MISTを利用するにはLAPACKが必要らしいので、まずはLAPACKライブラリを構築する。
(参考記事:HowToUseLapack - MIST Project - Trac

ちなみに僕の環境はMacOSX10.4(Intel Core Duo)+ GCC4.0.1。GCC3.3だと、「cc1が無い」とか言うエラーがでてコンパイルできなかった。(cc1って何だ?)

MIST環境設定

次にMISTの環境設定を行う。こちらは特にコンパイルの必要は無いのでらくちん。
ここではMISTを/usr/local/include、CLAPACKライブラリを/usr/local/libに入れた。
(参考記事:HowToSetEnvironment - MIST Project - Trac

サンプルプログラムの実行

MISTプロジェクトのサイトにある主成分分析のサンプルプログラムをコンパイル&実行してみる。
(参考記事:Tutorial/Tutorial4 - MIST Project - Trac

ここで以下のようなコンパイルオプションを用いると、libF77.aとlibI77.aが古すぎる(out of date)とかいうエラーが出る。GCC4が新しすぎる。。

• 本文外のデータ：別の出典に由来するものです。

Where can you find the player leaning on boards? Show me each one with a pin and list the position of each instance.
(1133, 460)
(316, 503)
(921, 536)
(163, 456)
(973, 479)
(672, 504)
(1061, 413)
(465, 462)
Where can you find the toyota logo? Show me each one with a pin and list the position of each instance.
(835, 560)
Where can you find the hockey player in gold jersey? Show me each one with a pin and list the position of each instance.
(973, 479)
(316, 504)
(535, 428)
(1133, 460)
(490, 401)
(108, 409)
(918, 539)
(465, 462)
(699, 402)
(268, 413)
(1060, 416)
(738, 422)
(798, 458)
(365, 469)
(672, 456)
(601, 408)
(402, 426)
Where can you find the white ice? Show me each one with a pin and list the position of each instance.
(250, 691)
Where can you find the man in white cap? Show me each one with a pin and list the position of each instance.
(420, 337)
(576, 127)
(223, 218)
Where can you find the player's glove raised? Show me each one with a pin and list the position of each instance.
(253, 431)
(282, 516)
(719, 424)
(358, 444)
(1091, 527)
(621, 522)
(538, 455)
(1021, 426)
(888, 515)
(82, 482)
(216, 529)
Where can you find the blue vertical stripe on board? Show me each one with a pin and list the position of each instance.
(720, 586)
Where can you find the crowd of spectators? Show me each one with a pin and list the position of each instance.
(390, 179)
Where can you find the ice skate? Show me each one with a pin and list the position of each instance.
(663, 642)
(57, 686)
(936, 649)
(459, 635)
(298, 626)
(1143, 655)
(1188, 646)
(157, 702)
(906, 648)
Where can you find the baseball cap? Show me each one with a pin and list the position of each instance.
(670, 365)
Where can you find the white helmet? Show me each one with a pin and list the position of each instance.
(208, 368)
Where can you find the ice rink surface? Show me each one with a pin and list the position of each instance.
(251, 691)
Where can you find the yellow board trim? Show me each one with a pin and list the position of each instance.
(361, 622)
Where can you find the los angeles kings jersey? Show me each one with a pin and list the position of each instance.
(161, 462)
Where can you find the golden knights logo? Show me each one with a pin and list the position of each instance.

g++ sample.cpp -o sample -Wall -DNDEBUG -O2 \
    -I/usr/local/include -L/usr/local/lib \
    -lm -llapack -lblas -lF77 -lI77 -lpthread

でも何のことは無い、「-lF77 -lI77」を外せば普通にコンパイルが通って、なんか動いた。
以下が実際のコンパイルオプション。

g++ sample.cpp -o sample -Wall -DNDEBUG -O2 \
    -I/usr/local/include -L/usr/local/lib \
    -lm -llapack -lblas  -lpthread

こいつの使い方と出力の意味がまだ把握できていないので、そのあたりについては後日書く(かも)

ps.
High Performance Computing for Mac OS Xからgcc4とg77をダウンロードして来てから、CLAPACKを再度コンパイルし直すと、「-lF77 -lI77」が使えるようになった。